It may help you to know that if your tax rate is the same at both contribution and withdrawal, traditional and Roth IRAs have the same benefit. Take $1000. Pay any tax (say 25%) for the Roth. Invest in something that quadruples. Withdraw the whole amount after retirement. Pay tax (still 25% or whatever) on the traditional. You end up with the same amount.

The Roth starts with $1000 less $250 taxes = $750. Amount quadruples to $3000, and is tax-free upon withdrawal.

The traditional starts with $1000. Amount quadruples to $4000. Withdraw it all and pay $1000 (25%) in taxes. $3000 left.

The Roth gives less benefits if the tax rate you pay in retirement is lower than the tax rate you pay now. It could conceivably give more benefits if your tax rate after retirement would be higher, but most people won't make more money in retirement than they do now. Perhaps taxes will increase, as revenue is currently lower than spending.

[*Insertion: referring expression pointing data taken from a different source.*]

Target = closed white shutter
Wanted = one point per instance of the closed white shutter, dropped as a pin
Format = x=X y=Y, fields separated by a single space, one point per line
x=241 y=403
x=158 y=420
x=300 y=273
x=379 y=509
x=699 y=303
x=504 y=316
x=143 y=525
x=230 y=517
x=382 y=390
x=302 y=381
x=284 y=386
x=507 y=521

You can actually contribute more with the Roth IRA. This is be cause if you start with (e.g.) $6400, pay $1600 in taxes, and then contribute $4800 to the Roth IRA, that is the equivalent of a $6400 contribution to a traditional. But you can't make a $6400 contribution to a traditional; you are limited to $5500. So a Roth IRA's $5500 limit is the equivalent of a $6875 limit for a traditional.

Non-deductible contributions to a traditional IRA still get tax deferral on earnings. So you don't have to pay tax on capital gains and dividends until you withdraw.

Even if you get no special tax treatment, traditional IRAs receive protection in bankruptcy.

If you retire early, you can convert traditional IRA funds to Roth IRA funds and take the income before you get Social Security. So you might find your rate lower. This also may help you bridge the years between 62 (when you can first take Social Security) and full retirement age (when you get the maximum benefit from Social Security).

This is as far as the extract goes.